Featured Musician: Son House, Father of the Delta Blues

     Companions of the Garden is in part a rumination on what it means to be American. It takes acute fascination in American culture in general, and Southern culture in particular, of which music is an inextricable part.
     In this regard, I’m launching a weekly “featured musician” posting, where I explore an American artist whose work has in some way informed our national identity.
     Eddie J. House, Jr., known commonly as Son House, is the perfect place to start.  Heralded as the “Father of Delta Blues,” his music offers a stunning encapsulation of the magic of the Deep South, raising to its zenith what could well be my favorite musical genre, a sound inextricably linked with the culture of his native Mississippi.   
     House made his initial recordings in the 1930s and 40s, including for the Library of Congress in 1941. He then disappeared from the public eye for much of the two decades that followed, to be rediscovered by blues enthusiasts and coaxed from de facto retirement in the mid-1960s for a renewed series of recordings and performances.

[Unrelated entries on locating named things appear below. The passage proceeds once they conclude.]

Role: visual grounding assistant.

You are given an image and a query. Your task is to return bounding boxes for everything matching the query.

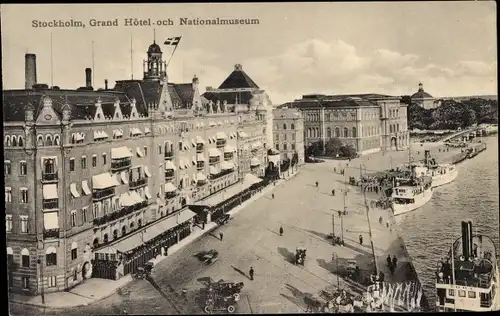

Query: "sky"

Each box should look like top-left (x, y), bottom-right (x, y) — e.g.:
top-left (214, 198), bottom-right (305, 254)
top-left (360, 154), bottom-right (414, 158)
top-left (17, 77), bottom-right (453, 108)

top-left (0, 1), bottom-right (497, 104)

     Blues critic Tony Russell, in connection with the Sony collection "Mojo Workin’: Blues for the Next Generation," writes that “many blues artists make music that is personal and individual, yet at the same time implies the history that lies behind and around it.  Listening to Son House is not simply listening to a man singing with a guitar, but hearing, through him and in the air about him, other voices and other guitars, so that we can reconstruct in our imagination the landscape of a vanished South, the world of the first blues singers.”
     I cite Son House directly in Companions of the Garden. He provides musical undertone to one of the novel’s occasional stream-of-consciousness passages, which takes place as the characters drive through the forests of western Mississippi: 

“Half-waltz, half-roll.  The skin of a dead monarchal gator animated with riverboat grease dancing on the surface of an ocean of sweat and blood and runoff and atop it the man and his slide guitar, the high notes tear inducing and saliva coaxing in the same amorous breath.  High chords on “Pearline” like a loving slap from the vengeful, interspersed with melody.  Blastchord-tune-blastchord-tune-blastchord-deltadawn wetness flooding runoff swamp dust cotton choke cotton choke. . . . A studio and a river inside it.  Oh, Pearline.”


     Long story short: the man is amazing.